Ouvindo pacientes, médicos, enfermeiros e familiares percebem que o desejo essencial da grande maioria é ser considerado, respeitado, ajudado, acompanhado, não abandonado. Querem que o sofrimento seja aliviado, mas ao mesmo tempo expressam desejo de relacionamento e proximidade. Isso só se constrói a partir de uma realidade em que cada vida humana seja respeitada, acompanhada, honrada.

Por sua vez, o presidente do Colégio de Médicos, em comunicado de 15 de setembro, opõe-se à eutanásia e cita extensamente a declaração da Comissão Nacional de Ética, também sobre o papel do médico no acompanhamento de doentes terminais.

Se for aberta a possibilidade legal de uma ajuda ativa para morrer, uma cláusula de consciência é anexada ao pedido de médicos. De qualquer forma, a responsabilidade não pode ser transferida para o médico, mas ao mesmo tempo não pode ser ignorada por ele, como a Academia Francesa de Medicina apontou, no contexto das discussões da lei Claeys-Leonetti: a aceitação por médicos de declarações antecipadas de pacientes não podem ser incondicionais.

Em suma, o direito à vida não é absoluto, como nenhum outro. Mas não há direito à morte, também de acordo com a jurisprudência do Tribunal Europeu dos Direitos Humanos.

O debate na América Latina

A eutanásia é legal em um país latino-americano, a Colômbia, e em breve poderá ser legal em outro, o Uruguai. O Tribunal Constitucional colombiano descriminalizou a eutanásia em 1997, limitada a pacientes terminais.

A primeira morte assistida na Colômbia ocorreu 18 anos depois, em 2015. Desde então, a eutanásia foi aplicada mais de 178 vezes em pacientes terminais. Em julho de 2021, no entanto, o Tribunal decidiu estender a opção da eutanásia a todos aqueles que sofriam de uma doença ou lesão grave e incurável que lhes causava grande sofrimento, mesmo que não estivessem em fase terminal.

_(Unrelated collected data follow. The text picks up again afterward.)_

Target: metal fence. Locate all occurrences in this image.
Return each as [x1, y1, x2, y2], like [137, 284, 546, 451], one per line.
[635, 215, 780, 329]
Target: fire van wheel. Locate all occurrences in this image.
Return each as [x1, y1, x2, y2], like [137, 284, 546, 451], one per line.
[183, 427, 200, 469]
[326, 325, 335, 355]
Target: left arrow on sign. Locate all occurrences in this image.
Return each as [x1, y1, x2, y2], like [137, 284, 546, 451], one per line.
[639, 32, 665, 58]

O primeiro a se submeter à eutanásia nessas condições foi um homem de 60 anos, portador de doença pulmonar obstrutiva crônica; no dia seguinte, eles aplicaram o procedimento em uma mulher de 51 anos com esclerose lateral amiotrófica. Em 2020, um deputado da coalizão governante do Uruguai apresentou um projeto de lei sobre eutanásia e suicídio assistido, motivado pelo caso de um personagem, conhecido no país, que no ano anterior havia iniciado uma campanha por essa causa.

A tentativa desencadeou uma iniciativa cidadã em favor dos cuidados paliativos, em vez da eutanásia, sob o nome de Prudencia Uruguai. O projeto seguiu tramitando na Câmara dos Deputados e, no início deste mês, foi aprovado na Comissão de Saúde, para ser votado no plenário em outubro. Paralelamente, a Câmara processou um projeto de lei de cuidados paliativos, aprovado em dezembro de 2021, e que está em fase de estudo na Comissão de Saúde Pública do Senado.

©2022 Aceprensa. Publicado com permissão. Original em espanhol.